The Racket: A Rogue Reporter vs. the Masters of the Universe
- Cover of the first edition
- Author: Matt Kennard
- Language: English
- Published: London
- Publisher: Zed Books
- Publication date: 9 April 2015
- Publication place: United Kingdom
- Media type: Print
- Pages: 400
- ISBN: 9781780329888

= The Racket (book) =

2015 book by Matthew Kennard

The Racket: A Rogue Reporter vs. the Masters of the Universe is a 2015 book by British investigative journalist Matt Kennard.

==Synopsis==
The Racket is an investigative account of the business and political elite who run the world. The book features interviews with many high-profile figures such as Henry Kissinger from Kennard's unbridled access over four years to the global elite. Kennard writes that "The world as we know it is run by a squad of cigar-smoking men with big guns, big cash and a reach much too close to home"
The book also investigates American imperialism and the mission to exploit the resources of the developing world.

==Reception==
Writer, political activist and newspaper columnist Owen Jones described the book as a "A crucial exposé of the powerful, of injustice, and of the war against the poor. It should inspire all of us to fight back" while author, political activist and filmmaker Naomi Klein said "In this important book, Kennard explores the direct impacts of militarised, globalised American capitalism on some of the most battered parts of our world. With devastating precision and a formidable sense of urgency, he reports on corporate shock doctors in Haiti, imperialist drug warriors in Honduras, pillaging coal and mining giants in southern Africa and Appalachia—and so much more. Most importantly, he never loses sight of the growing numbers of resistors holding on to their creativity and self-determination in the face of these forces." The book was also praised by Noam Chomsky, Antony Loewenstein, Walden Bello, amongst others.
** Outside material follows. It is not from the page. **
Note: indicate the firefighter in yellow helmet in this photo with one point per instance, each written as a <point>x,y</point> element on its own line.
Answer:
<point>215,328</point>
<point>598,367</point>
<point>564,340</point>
In The Guardian, Steven Poole argued that "it gets quite difficult to keep all the facts consistent with a single conspiriological explanation for everything" and is critical of alleged Anti-Americanism in the book, but praises other elements such as exposure of capitalist hypocrisy and exploitation in the developing world. Publishers Weekly described the book as "ambitious but only intermittently successful".